Literally defined by Merriam-Webster as “the quality of being honest and fair,” as well as “the state of being complete or whole,” integrity, as applies to leadership, means not being afraid to tell the truth even when we know it’s not what people want to hear. If an investment falls through or an employee does not meet expectations, we do not avoid, deflect or circumvent, but face the problem head-on with honesty and thoughtful consideration.
Consider a meeting in which upper management is contemplating an action that could be considered dubious. It might be more convenient to abandon our values and go along with the plan. However, the courageous leader does not balk under pressure: Such a person stands up for their values and lets management know that something does not feel right. The rest of the team may never know that this stand was taken, but it will show in how the leader(s) walk with head held high, with their morals intact and vision clear.
Integrity also requires that we look inward and judge ourselves by the same standard to which we hold others accountable. We cannot call out questionable behavior if we don’t walk the walk ourselves.
It takes courage to stand by values and speak the unvarnished and uncomfortable truth, but that is when those with such qualities are forged… in moments when it would be easier to spin the truth, avoid a problem or simply go along with the crowd.
An inspiring leader does not walk into a room with their chest puffed out and voice booming, ready to drown out all others. Instead, they enter as an equal, ready to listen, learn and work together for the good of everyone. This brand of person has the humility to remain open to the viewpoints of others, including customers and employees. Staff members should feel secure in voicing opinions and offering feedback, but that requires leaders who can suspend their beliefs and allow others to be heard.
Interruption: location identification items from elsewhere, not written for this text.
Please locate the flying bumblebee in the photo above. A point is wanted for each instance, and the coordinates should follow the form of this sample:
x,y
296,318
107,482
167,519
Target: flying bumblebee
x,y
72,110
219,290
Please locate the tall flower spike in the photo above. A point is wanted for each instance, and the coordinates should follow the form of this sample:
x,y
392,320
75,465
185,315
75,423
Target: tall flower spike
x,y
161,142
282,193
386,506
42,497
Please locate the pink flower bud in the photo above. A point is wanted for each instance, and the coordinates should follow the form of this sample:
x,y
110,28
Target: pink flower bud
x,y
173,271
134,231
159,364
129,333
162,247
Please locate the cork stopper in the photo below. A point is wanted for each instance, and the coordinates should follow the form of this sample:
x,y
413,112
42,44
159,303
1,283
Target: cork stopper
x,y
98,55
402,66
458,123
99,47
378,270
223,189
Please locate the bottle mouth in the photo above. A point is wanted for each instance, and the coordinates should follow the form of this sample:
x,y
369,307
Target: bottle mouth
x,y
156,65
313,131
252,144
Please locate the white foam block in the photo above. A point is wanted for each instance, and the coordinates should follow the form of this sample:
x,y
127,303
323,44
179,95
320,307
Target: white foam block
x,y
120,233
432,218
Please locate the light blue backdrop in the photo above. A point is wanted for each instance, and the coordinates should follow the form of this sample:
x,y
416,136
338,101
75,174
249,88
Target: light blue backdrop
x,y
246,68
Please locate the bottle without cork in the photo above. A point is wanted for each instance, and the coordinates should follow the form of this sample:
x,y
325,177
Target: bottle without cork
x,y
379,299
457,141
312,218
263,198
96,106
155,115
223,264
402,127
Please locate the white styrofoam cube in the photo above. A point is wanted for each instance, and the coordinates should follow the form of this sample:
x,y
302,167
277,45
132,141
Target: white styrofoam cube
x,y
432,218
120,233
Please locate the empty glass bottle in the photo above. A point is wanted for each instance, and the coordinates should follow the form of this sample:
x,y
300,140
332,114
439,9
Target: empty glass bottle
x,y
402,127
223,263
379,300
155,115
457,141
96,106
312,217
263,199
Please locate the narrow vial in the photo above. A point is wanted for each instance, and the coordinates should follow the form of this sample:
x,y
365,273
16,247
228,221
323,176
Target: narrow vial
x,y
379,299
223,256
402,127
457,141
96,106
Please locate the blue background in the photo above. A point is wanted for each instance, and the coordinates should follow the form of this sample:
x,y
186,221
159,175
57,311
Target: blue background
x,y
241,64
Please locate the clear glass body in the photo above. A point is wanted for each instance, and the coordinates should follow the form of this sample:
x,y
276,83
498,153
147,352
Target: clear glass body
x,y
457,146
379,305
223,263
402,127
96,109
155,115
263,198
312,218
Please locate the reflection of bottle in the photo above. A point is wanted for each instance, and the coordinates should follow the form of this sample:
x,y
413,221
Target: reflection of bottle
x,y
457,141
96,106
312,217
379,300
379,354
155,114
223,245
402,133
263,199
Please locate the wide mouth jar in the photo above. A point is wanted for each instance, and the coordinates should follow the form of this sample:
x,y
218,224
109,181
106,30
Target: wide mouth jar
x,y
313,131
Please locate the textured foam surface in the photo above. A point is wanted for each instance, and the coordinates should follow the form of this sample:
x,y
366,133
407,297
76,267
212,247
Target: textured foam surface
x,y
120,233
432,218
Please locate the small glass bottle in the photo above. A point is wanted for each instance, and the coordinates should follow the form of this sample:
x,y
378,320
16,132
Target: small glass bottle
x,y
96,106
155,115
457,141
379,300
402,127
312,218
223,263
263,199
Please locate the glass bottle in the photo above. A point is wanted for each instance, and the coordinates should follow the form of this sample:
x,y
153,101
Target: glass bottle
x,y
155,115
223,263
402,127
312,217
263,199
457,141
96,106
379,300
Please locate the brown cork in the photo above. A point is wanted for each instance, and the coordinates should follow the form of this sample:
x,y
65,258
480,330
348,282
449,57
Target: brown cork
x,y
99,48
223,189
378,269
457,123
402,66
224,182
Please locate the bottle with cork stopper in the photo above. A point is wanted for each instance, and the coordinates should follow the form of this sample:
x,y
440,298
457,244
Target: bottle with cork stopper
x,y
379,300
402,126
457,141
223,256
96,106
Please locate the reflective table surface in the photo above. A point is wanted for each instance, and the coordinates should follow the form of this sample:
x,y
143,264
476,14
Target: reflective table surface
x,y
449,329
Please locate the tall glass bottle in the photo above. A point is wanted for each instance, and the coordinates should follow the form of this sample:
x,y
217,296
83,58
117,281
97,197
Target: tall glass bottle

No one is right about everything all of the time; if we are too steadfast in “my way or the highway” thinking, we miss out on new perspectives, creative solutions and other invaluable feedback.
Perhaps most importantly, humility means putting self-interests aside in favor of the greater good — an understanding that, at the end of the day, it’s not about us and our aggrandizement, but about the collective’s best interests.
Another characteristic of courageous personalities is that they recognize and reward the achievements of others, even if it comes at the expense of their own time in the limelight. They ask employees what they need and truly listen to their feedback. They also embrace what they do not know, and so are always learning. They come to work not to become more powerful but to work together to achieve a common purpose.
No great leader became great by playing it safe, but there are others, of course, who failed by taking outsized risks before they were ready. The right person finds a balance: They consider the cost/benefits and how risk aligns with values. But once there is a green light, they push forward without fear.
A risk scenario doesn’t have to be something akin to a sky diver jumping out of an airplane at 10,000 feet. Sometimes it’s saying no to a financing offer because it doesn’t match a company’s mission, or it might be persisting through years of setbacks when others would advise throwing in the towel. (James Dyson built more than 5,000 prototypes of his vacuum before getting it right.) It may also mean laying people off to survive, or giving a promising employee a second chance after they make a mistake. Whatever the risk may be, the through-line of courageous leadership is not being afraid to take it, and to do so with values at the forefront.
In the end, it’s important to ask, “Why does one choose to lead? Is it for power and glory or to serve a greater collective purpose?” The glow of the limelight may be tempting, but the people who truly shape the future are those who want to make a better world for others, and are willing to stand up for what they believe is right. These people lead with their hearts and minds, and have enough faith in their vision to take the necessary risks to make it a reality.